Instrument (tech sector)202420252026 (forecast)
Investment-grade bonds (U.S.)106205300
High-yield bonds (U.S.)304660
Leveraged loans (U.S.)98105140
Private credit85170230
Project finance15125170
Investment-grade bonds (Europe)53555
High-yield bonds (Europe)152535

More “asset-backed” than corporate finance? Probably yes… but with nuances

The market’s driving logic is almost unavoidable: if digital infrastructure is going to absorb massive investment figures, capital will seek mechanisms to recycle balance sheets, lower average costs, and continue building. That’s where securitizations and refinancings make sense.

But corporate debt won’t disappear: Big Tech will continue using direct debt because it offers speed and strategic control. The real battleground is in the middle layer: operators, developers, and funds that need to scale without turning every expansion into an endless equity round.
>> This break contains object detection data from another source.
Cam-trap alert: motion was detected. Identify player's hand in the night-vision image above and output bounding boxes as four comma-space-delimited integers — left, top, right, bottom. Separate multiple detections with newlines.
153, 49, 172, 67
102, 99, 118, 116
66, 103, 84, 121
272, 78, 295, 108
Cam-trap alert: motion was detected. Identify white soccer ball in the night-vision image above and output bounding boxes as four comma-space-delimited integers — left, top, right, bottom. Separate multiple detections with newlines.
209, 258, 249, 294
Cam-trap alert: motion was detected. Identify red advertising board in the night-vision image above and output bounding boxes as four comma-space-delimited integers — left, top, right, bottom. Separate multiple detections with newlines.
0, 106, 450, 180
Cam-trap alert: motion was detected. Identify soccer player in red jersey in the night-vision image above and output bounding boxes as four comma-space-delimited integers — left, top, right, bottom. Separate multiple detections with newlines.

In other words: AI is not only reindustrializing computing. It’s also reindustrializing the finance that supports it, with data centers increasingly treated as regulated infrastructure assets backed by the market’s toughest duo: available power and signed contracts.


Frequently Asked Questions

What’s the difference between “corporate debt” and “project finance” for a data center?
Corporate debt is backed by the company’s (Big Tech or operator) balance sheet. In project finance, the debt relies mainly on the project itself (SPV) and its future cash flows, with milestones and covenants tied to the asset.

Why are long-term contracts so important for accessing cheap financing?
Because they reduce revenue risk. A data center without tenants is a gamble; with capacity agreements over several years, it becomes an asset with predictable cash flows, allowing for lower-cost financing.

What is securitization applied to data centers?
It involves bundling assets and cash flows (leases/contracts) into a financial structure to issue debt backed by those revenues. Usually used to refinance, free up capital, and continue investing.

What’s the biggest bottleneck today for financing new data centers?
Beyond the money, the main limitations are energy (power), permits, and connection timelines. Without those, the project can’t “close,” neither technically nor financially.